Workflows integrate monitoring by including the monitoring role at appropriate points. Here's the pattern used in fstests:

# Start monitoring before tests
- name: Start monitoring services
  include_role:
    name: monitoring
    tasks_from: monitor_run
  when:
    - kdevops_run_fstests|bool
    - enable_monitoring|default(false)|bool
  tags: [ 'oscheck', 'fstests', 'run_tests', 'monitoring', 'monitor_run' ]

# ... workflow tasks run here ...

# Stop monitoring and collect data after tests
- name: Stop monitoring services and collect data
  include_role:
    name: monitoring
    tasks_from: monitor_collect
  when:
    - kdevops_run_fstests|bool
    - enable_monitoring|default(false)|bool
  tags: [ 'oscheck', 'fstests', 'run_tests', 'monitoring', 'monitor_collect' ]

Adding Monitoring to Your Workflow

To add monitoring support to a new workflow:

Identify the execution boundaries: Determine where your workflow starts and completes its main work.
Include the monitoring role: Add the monitoring role calls before and after your main tasks:

# In your workflow's main task file (e.g., playbooks/roles/YOUR_WORKFLOW/tasks/main.yml)

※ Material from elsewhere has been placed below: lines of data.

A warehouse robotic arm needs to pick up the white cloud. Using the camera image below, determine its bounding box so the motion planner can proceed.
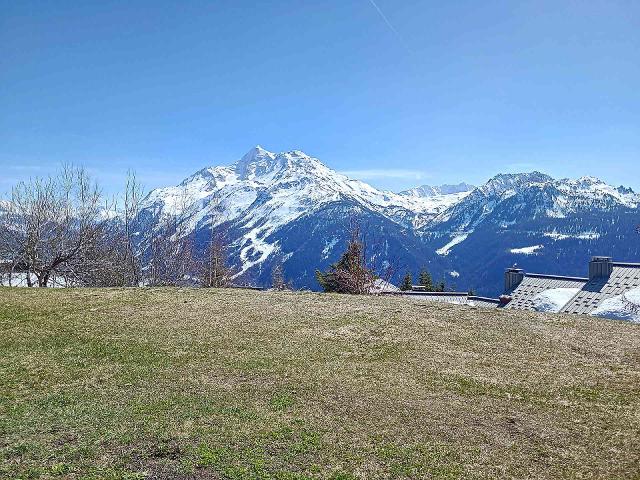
[340,168,429,180]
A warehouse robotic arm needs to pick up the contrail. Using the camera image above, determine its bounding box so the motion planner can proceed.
[369,0,411,53]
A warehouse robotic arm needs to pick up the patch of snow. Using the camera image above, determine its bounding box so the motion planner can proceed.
[369,278,400,293]
[591,288,640,323]
[436,233,469,257]
[509,245,544,255]
[322,237,338,258]
[532,288,580,313]
[543,230,600,240]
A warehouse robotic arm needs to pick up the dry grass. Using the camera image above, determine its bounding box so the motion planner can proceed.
[0,289,640,480]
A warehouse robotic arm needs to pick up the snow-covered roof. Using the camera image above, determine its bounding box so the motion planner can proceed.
[561,262,640,314]
[504,273,589,312]
[504,257,640,322]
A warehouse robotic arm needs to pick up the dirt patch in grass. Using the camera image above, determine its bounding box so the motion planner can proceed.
[0,288,640,480]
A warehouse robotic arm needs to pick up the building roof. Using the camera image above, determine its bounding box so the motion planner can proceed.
[398,291,500,308]
[504,273,589,310]
[560,262,640,314]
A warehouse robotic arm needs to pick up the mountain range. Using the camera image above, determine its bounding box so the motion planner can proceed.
[142,146,640,295]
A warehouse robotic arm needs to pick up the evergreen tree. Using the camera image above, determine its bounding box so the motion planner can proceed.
[400,272,413,292]
[271,262,289,290]
[418,268,433,292]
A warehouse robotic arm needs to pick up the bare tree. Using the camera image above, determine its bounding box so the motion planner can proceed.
[0,165,106,287]
[121,170,144,286]
[316,218,376,295]
[144,189,197,286]
[198,197,232,288]
[271,261,291,291]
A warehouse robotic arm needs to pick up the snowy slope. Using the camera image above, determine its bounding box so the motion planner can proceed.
[139,147,640,294]
[140,146,462,278]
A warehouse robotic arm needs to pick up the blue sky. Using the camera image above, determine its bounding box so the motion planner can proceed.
[0,0,640,191]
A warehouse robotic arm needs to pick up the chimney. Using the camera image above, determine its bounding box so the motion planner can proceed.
[504,266,524,293]
[589,257,613,280]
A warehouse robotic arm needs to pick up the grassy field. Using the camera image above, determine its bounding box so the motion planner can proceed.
[0,288,640,480]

# Set custom monitoring results path (optional)
- name: Set monitoring results path for this workflow
  set_fact:
    monitoring_results_base_path: "{{ topdir_path }}/workflows/YOUR_WORKFLOW/results/monitoring"
  when:
    - enable_monitoring|default(false)|bool

# Start monitoring
- name: Start monitoring services
  include_role:
    name: monitoring
    tasks_from: monitor_run
  when:
    - your_workflow_condition|bool
    - enable_monitoring|default(false)|bool
  tags: [ 'your_workflow', 'monitoring', 'monitor_run' ]

# Your workflow tasks here...

# Stop monitoring
- name: Stop monitoring services and collect data
  include_role:
    name: monitoring
    tasks_from: monitor_collect
  when:
    - your_workflow_condition|bool
    - enable_monitoring|default(false)|bool
  tags: [ 'your_workflow', 'monitoring', 'monitor_collect' ]

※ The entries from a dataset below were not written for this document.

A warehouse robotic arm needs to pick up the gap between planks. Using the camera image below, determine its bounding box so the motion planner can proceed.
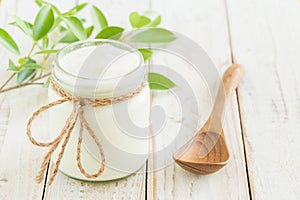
[224,0,253,200]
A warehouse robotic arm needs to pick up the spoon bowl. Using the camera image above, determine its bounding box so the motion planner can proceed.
[173,64,245,174]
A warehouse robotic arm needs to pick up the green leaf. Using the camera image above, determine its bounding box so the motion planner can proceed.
[37,37,49,49]
[43,77,50,88]
[10,15,32,37]
[138,49,153,62]
[129,12,151,28]
[148,72,175,90]
[91,6,108,32]
[34,0,43,7]
[17,69,36,84]
[0,28,20,55]
[34,49,59,55]
[144,10,161,27]
[49,17,62,32]
[96,26,124,40]
[32,5,54,41]
[63,16,86,40]
[85,26,94,38]
[23,63,43,69]
[130,28,176,43]
[58,26,94,43]
[62,3,88,16]
[8,59,20,72]
[58,32,79,43]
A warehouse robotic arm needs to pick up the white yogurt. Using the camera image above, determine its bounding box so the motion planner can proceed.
[49,41,150,181]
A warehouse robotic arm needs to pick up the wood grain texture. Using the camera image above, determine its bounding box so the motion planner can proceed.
[173,64,245,175]
[0,0,46,199]
[45,0,149,200]
[227,0,300,199]
[147,0,249,200]
[0,88,47,199]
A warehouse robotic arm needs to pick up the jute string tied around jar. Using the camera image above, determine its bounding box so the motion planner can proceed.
[27,77,146,185]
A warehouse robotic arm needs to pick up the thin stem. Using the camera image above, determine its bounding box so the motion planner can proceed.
[27,42,37,58]
[0,82,44,94]
[0,72,17,91]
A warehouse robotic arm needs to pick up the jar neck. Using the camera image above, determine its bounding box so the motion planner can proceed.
[52,40,147,98]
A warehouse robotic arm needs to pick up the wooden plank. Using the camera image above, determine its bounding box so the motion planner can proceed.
[0,88,47,199]
[228,0,300,199]
[46,0,148,199]
[0,99,10,153]
[147,0,249,199]
[0,1,49,199]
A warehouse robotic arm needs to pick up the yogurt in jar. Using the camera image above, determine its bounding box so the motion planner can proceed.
[49,40,150,181]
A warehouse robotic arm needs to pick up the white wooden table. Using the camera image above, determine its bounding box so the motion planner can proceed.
[0,0,300,200]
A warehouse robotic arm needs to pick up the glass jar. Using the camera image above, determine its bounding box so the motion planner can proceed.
[49,40,150,181]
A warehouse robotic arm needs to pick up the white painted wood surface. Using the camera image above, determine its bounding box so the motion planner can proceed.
[148,0,249,200]
[0,0,300,200]
[228,0,300,199]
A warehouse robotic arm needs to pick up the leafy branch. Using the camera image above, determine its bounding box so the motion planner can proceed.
[0,0,176,93]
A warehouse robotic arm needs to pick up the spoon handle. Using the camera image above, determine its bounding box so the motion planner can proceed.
[219,64,245,103]
[210,64,245,130]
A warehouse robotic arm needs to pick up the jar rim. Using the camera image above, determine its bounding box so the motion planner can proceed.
[53,39,143,81]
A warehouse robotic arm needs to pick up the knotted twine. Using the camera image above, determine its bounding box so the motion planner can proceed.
[27,77,146,185]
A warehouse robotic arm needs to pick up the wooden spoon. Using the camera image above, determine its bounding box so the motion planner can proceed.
[173,64,245,174]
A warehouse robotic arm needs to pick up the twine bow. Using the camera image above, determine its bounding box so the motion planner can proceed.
[27,77,146,185]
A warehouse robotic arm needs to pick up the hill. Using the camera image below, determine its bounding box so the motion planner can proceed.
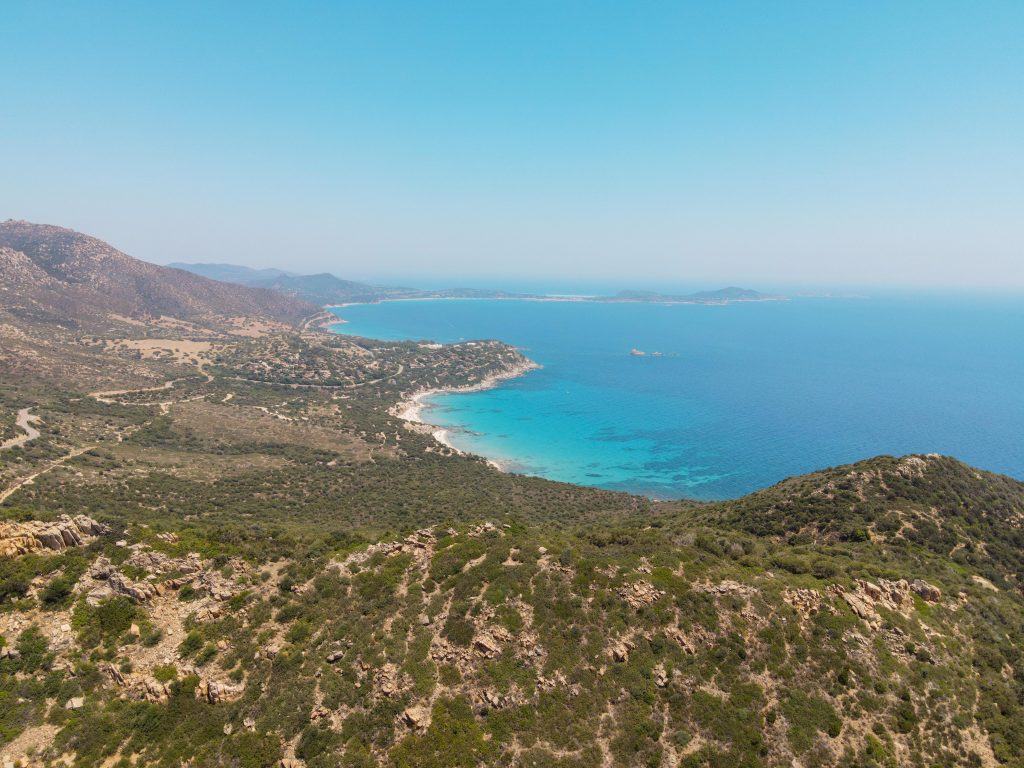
[593,287,785,304]
[0,224,1024,768]
[167,261,294,286]
[0,220,315,331]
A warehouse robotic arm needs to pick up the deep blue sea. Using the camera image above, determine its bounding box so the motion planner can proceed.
[335,296,1024,499]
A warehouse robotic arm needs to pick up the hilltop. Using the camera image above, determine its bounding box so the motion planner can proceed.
[0,222,1024,768]
[170,262,785,305]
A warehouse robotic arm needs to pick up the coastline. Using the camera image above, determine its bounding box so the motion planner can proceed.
[390,359,541,472]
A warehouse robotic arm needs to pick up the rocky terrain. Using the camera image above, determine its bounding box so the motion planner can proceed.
[0,220,313,324]
[0,227,1024,768]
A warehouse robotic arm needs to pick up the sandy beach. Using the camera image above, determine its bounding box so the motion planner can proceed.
[391,360,541,470]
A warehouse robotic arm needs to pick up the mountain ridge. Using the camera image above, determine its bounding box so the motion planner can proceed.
[0,224,316,323]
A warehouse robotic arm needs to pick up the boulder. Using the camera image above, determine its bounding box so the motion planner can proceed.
[401,705,430,731]
[910,579,942,603]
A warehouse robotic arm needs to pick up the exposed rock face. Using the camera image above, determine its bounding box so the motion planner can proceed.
[401,705,430,731]
[608,640,636,663]
[910,579,942,603]
[196,680,245,703]
[828,579,942,629]
[125,550,203,573]
[782,588,821,616]
[0,515,106,557]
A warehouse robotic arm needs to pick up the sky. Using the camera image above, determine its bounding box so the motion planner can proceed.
[0,0,1024,290]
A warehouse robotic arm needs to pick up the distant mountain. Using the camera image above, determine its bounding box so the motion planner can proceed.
[172,263,532,306]
[167,261,295,286]
[171,263,785,306]
[0,219,316,323]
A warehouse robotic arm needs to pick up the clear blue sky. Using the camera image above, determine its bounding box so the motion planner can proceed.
[0,0,1024,288]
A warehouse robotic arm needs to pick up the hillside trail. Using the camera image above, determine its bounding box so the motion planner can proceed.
[0,445,96,504]
[0,408,39,451]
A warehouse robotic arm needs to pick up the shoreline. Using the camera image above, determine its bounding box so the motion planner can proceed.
[389,359,542,472]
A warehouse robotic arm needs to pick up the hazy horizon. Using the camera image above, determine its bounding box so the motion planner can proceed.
[0,2,1024,292]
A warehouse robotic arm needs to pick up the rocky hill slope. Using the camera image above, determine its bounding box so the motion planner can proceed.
[0,220,315,323]
[0,225,1024,768]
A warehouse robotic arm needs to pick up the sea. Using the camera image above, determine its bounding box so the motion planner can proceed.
[334,295,1024,500]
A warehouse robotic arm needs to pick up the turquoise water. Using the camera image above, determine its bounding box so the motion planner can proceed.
[327,297,1024,499]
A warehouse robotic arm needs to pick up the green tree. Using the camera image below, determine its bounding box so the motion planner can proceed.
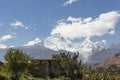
[4,48,31,80]
[53,53,82,80]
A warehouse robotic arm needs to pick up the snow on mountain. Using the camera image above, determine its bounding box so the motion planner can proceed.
[0,34,106,63]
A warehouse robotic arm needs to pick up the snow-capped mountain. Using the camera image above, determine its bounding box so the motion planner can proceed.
[0,34,111,63]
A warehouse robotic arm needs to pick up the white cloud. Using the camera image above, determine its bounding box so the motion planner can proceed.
[44,34,106,63]
[10,21,28,29]
[51,11,120,39]
[0,44,7,49]
[23,38,41,46]
[63,0,77,6]
[0,34,13,42]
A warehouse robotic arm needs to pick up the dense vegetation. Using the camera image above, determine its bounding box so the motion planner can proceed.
[0,48,120,80]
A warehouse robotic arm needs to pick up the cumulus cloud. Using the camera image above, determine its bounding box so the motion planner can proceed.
[23,38,41,46]
[10,20,28,29]
[0,34,13,42]
[0,44,7,49]
[63,0,77,6]
[51,11,120,39]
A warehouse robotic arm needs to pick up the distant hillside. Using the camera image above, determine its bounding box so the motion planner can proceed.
[97,53,120,68]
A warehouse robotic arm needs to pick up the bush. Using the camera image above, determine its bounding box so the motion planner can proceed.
[0,73,11,80]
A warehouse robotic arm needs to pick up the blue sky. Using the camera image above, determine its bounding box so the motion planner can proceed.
[0,0,120,47]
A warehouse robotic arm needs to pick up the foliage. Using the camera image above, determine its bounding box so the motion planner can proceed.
[5,48,31,80]
[0,72,11,80]
[53,53,83,80]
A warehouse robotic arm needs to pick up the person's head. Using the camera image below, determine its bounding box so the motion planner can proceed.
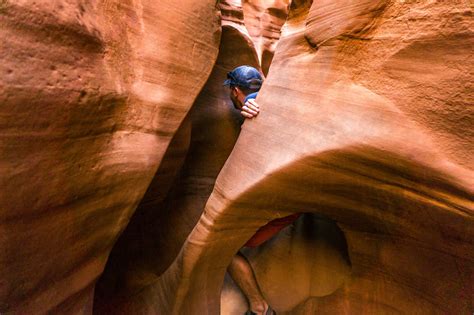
[224,66,263,109]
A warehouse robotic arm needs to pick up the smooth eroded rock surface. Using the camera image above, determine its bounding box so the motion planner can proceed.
[154,0,474,314]
[0,0,220,314]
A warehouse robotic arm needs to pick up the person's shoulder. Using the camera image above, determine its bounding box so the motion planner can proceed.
[244,92,258,103]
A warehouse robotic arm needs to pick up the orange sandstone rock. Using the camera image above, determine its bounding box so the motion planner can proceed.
[0,0,220,314]
[154,0,474,314]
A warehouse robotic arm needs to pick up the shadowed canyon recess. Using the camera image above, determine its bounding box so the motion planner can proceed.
[0,0,474,315]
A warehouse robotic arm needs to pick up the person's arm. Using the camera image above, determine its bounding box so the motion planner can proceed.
[240,99,260,118]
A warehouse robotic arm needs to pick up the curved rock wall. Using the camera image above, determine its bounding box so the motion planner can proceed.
[0,0,474,314]
[242,0,290,75]
[0,0,220,314]
[153,0,474,314]
[94,3,259,314]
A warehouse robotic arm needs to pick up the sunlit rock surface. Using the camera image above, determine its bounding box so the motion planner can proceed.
[0,0,220,314]
[154,0,474,314]
[0,0,474,314]
[94,3,259,314]
[242,0,290,75]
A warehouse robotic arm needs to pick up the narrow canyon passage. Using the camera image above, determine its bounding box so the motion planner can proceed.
[0,0,474,315]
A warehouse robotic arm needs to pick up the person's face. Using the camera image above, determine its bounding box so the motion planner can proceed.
[230,86,245,109]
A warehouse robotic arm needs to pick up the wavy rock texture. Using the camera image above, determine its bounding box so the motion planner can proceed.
[157,0,474,314]
[0,0,220,314]
[242,0,290,75]
[94,3,259,314]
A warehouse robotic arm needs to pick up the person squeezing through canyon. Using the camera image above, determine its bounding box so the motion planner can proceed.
[224,65,301,315]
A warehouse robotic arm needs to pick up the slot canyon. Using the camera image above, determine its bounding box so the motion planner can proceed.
[0,0,474,315]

Test the integration: Run your workflow with monitoring enabled to verify data collection.

Output and Results

Result Location

Monitoring results are stored in workflow-specific directories:

fstests: workflows/fstests/results/monitoring/
Other workflows: workflows/YOUR_WORKFLOW/results/monitoring/

Workflows can customize the results path by setting the monitoring_results_base_path variable in their playbook.

Result Files

For folio migration monitoring:

<hostname>_folio_migration_stats.txt: Raw statistics with timestamps
<hostname>_folio_migration_plot.png: Visualization plot (if generation succeeds)

Example Output

Raw statistics file format:

2024-01-15 10:30:00
success: 12345
fail: 67
total: 12412

2024-01-15 10:31:00
success: 12456
fail: 68
total: 12524

Running Workflows with Monitoring

Example: fstests with Folio Migration Monitoring

Configure monitoring:

make menuconfig
# Enable monitoring options as described above
make

Provision systems:

make bringup

Run tests with monitoring:

# Run on both baseline and dev groups
make fstests-tests TESTS=generic/003

# Or run on specific group
make fstests-baseline TESTS=generic/003

Check results:

ls -la workflows/fstests/results/monitoring/

Advanced Usage

Custom Monitoring Intervals

You can override the monitoring interval at runtime:

make fstests-tests EXTRA_VARS="monitor_folio_migration_interval=30"

Selective Monitoring

You can enable/disable specific monitors at runtime:

# Enable only folio migration monitoring
make fstests-tests EXTRA_VARS="enable_monitoring=true monitor_folio_migration=true"

Troubleshooting

Monitor Not Starting

Check kernel support:

ansible all -m shell -a "ls -la /sys/kernel/debug/mm/migrate/stats"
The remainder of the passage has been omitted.